The Government's Real Problem With the Bradley Manning Trial
Despite a guilty verdict on most counts, the government still can't share intelligence. By Matthew Cooper
Now that a military judge has acquitted Pfc. Bradley Manning of aiding the enemy and convicted him of violating the Espionage Act, civil libertarians are breathing a small sigh of relief. But the Obama administration still has a big problem: how to control the flow of information between government agencies so you don't have a system that allows a private stationed in Iraq--or a contractor dating an acrobat in Hawaii--from downloading and distributing secret documents.
Top officials know they've got a problem. Earlier this month, Deputy Defense Secretary Ashton Carter addressed the information-sharing problem at the Aspen Security Forum. "There was an enormous amount of information concentrated in one place," Carter said. "It creates too much information in one place. You had an individual who was given very substantial authority to access that information and move that information. That ought not to be the case, either."
How did we get in this mess? Before the 9/11 attacks, government policies were the worst of both worlds: On one hand, you had a vast overclassification of documents shielding many secrets from government accountability. (See the 1997 panel led by the late Sen. Daniel Patrick Moynihan.) And, of course, you had too little sharing between government agencies, which could possibly have prevented 9/11. When it came to the hijackers, we now sadly know the FBI didn't know what the CIA was doing--and vice versa. Even within the FBI, there wasn't enough information sharing.
A number of changes were made after that, thanks to the 9/11 report. There were things like the National Counter Terrorism Center, the Patriot Act's breaking down of walls between agencies, and a vast expansion of computer sharing. As the national security state swelled, there was an explosion in classification, but at least the upside was an ability for agencies to cooperate more easily, and this led to the bin Laden raid and the capture of the Times Square bomber. The vast archives of sensitive information grew, and so did those who had access to them, including Manning, who inserted blank CDs marked "Lady Gaga," slipped them into a drive in Baghdad, donned headphones like he was rocking out, and downloaded some 700,000 documents, shipping them off to WikiLeaks.
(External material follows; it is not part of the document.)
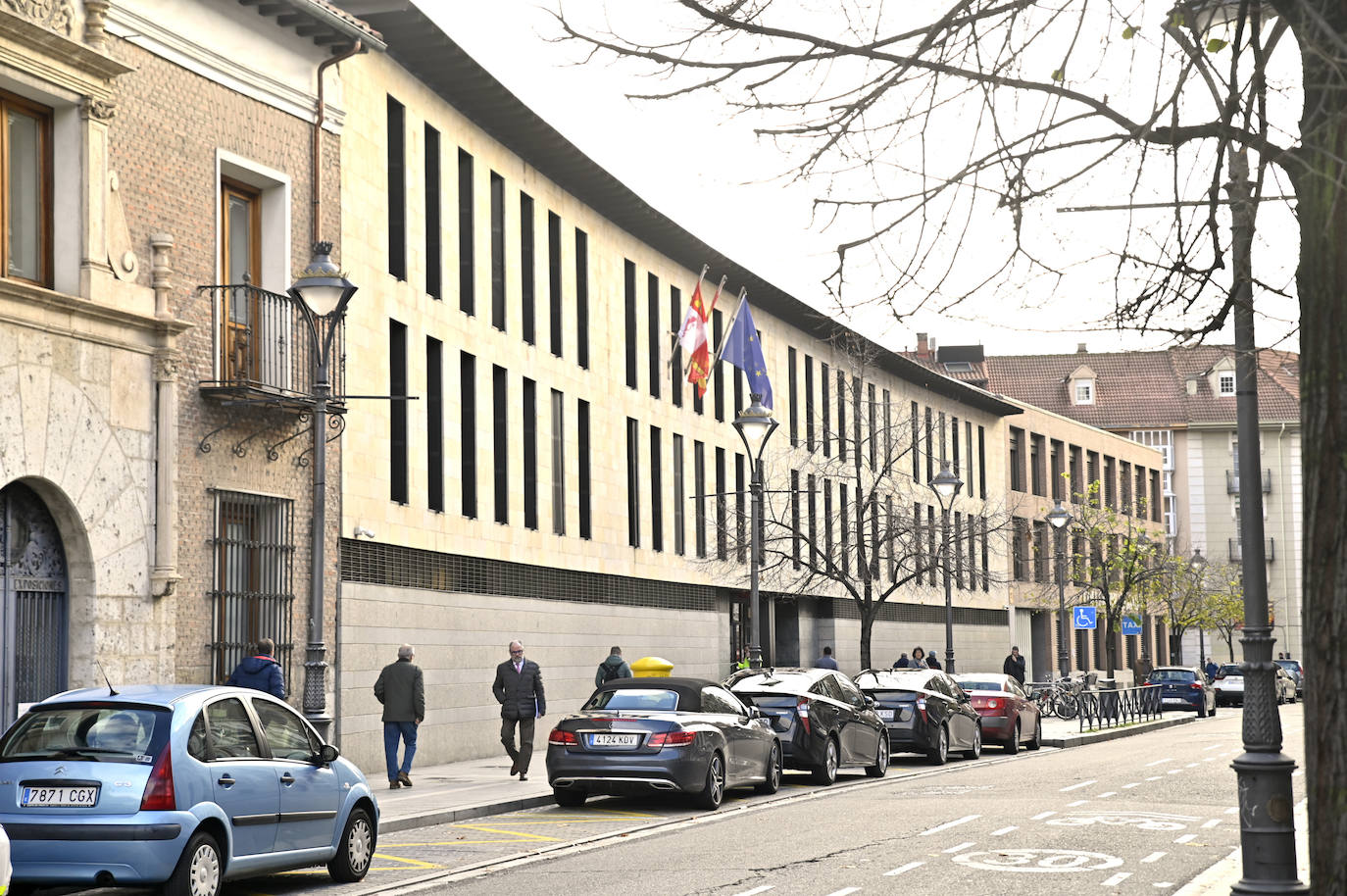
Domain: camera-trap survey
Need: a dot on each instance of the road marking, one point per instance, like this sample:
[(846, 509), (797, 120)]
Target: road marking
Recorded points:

As a low-level military intelligence officer, Manning not surprisingly had access to Pentagon secrets. But one of the most perplexing things about the case was his access to State Department cables. When Manning's leak was first uncovered, then-Rep. Pete Hoekstra asked what everyone was wondering. "Why would a private first class, sitting in Baghdad, have access to data far beyond his area of responsibility?" Hoekstra asked. "How can it be that between 500,000 and potentially over a million government employees have access to a database of sensitive State Department cables?"
In the following months, we learned a lot more about the wide availability of State Department cables. "Thee idea was that there was a wealth of information that needed to be available on the ground, to the war-fighters," testified Charlie Wisecarver, the former deputy chief technology officer at State during the Manning trial who outlined the Horizontal Fusion program. Collecting the cables was a high priority at State, which even asked department enlisted Foreign Service officers' spouses to scan in older cables. Cables were uploaded to the Defense Department's Secret Internet Protocol Router Network. The State Department didn't put much in the way of restrictions on their use by the military, although at Foggy Bottom there were more protocols. The consequence is, Manning's documents rocked the world, perhaps even helping to ignite the Arab Spring when it was revealed how corrupt U.S. officials considered the Tunisian regime.
Steps have been taken to come up with a more sensible information flow. State is scrubbing cables more carefully before sending them to the Pentagon, and the Pentagon is tightening access. As part of a discussion of the Snowden case at the Aspen Security Forum in July, National Security Agency Director General Keith Alexander said, "You limit the numbers of people who can write to removable media. Instead of allowing all systems administrators [to do it], you drop it down to a few and use a two-person rule.... We'll close and lock server rooms, so that it takes two people to get in there."
But Washington is still worried. In a recent interview with National Journal, Republican Sen. Mark Kirk of Illinois, a former officer in the Navy Intelligence Reserve, said, "We have a classified Internet on the backside of the intelligence community, and if you're on that system, then a Bradley Manning can download the presidential book of secrets like in the movie [National Treasure]." He noted that he didn't have nearly the kind of access to government-wide data when he was in the Balkans and Afghanistan as part of the reserves.
The trouble for Obama and his successors is that there's no easy way to fix the problem. Yes, you can make it harder to download data or have more alerts when someone does. It's pretty clear that no system is safe, and as long as the government has lots of people with lots of access to goldmines of classified data this won't be the last Bradley Manning.